Despite the government’s lack of organization and care, there are those who seek to help the kids that live on the unforgiving streets. Non-Government Organizations (NGOs), or “on-gies” as they are called in Brazil (Lori Procopio) are often the only sources of true aid for street children. Mrs. Procopio says that, “Most of these NGOs are Christian-based. The God that says, ‘Even when your mother and father abandon you, I will take you up’ the God that is ‘the Father of the fatherless’” is the only hope that these children have. Organizations like The Jubilee Action Organization, Task Brazil, and countless other smaller, localized aid groups are continuously giving and helping, trying to get as many children off of the streets as they can. These then, are the only things that give children hope and a possibility of escape from an otherwise doomed existence on the streets of Brazil.

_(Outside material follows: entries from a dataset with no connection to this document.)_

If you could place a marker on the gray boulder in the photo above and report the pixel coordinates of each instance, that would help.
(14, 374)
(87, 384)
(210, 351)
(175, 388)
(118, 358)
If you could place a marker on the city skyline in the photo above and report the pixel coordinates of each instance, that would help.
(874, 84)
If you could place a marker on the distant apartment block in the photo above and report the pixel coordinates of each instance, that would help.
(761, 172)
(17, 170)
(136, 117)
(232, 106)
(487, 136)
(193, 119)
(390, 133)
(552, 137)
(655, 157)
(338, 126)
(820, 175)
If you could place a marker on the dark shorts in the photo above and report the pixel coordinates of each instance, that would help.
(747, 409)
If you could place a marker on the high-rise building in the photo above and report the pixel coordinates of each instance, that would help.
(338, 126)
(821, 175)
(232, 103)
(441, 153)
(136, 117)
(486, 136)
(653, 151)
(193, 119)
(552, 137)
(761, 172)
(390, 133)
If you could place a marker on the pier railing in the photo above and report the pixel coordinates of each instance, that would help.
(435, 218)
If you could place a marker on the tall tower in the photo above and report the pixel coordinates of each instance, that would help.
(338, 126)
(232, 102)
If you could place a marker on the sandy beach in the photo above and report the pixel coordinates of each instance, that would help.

It is clear that children that live on the streets of Brazil are some of the most unfortunate children in the world. They are subjected to extreme conditions stemming from poverty, which are worsened by the Brazilian public’s general distaste for them. The government has little or no concern for these children, and is often the main antagonist in the lives of street kids. Certainly, the only hope that these children have comes from localized aid groups and NGOs that are established in foreign developed nations like the US, Australia, China, and countless European nations. It is therefore necessary that these groups be supported wholeheartedly, because they are the reason that thousands of children have hope.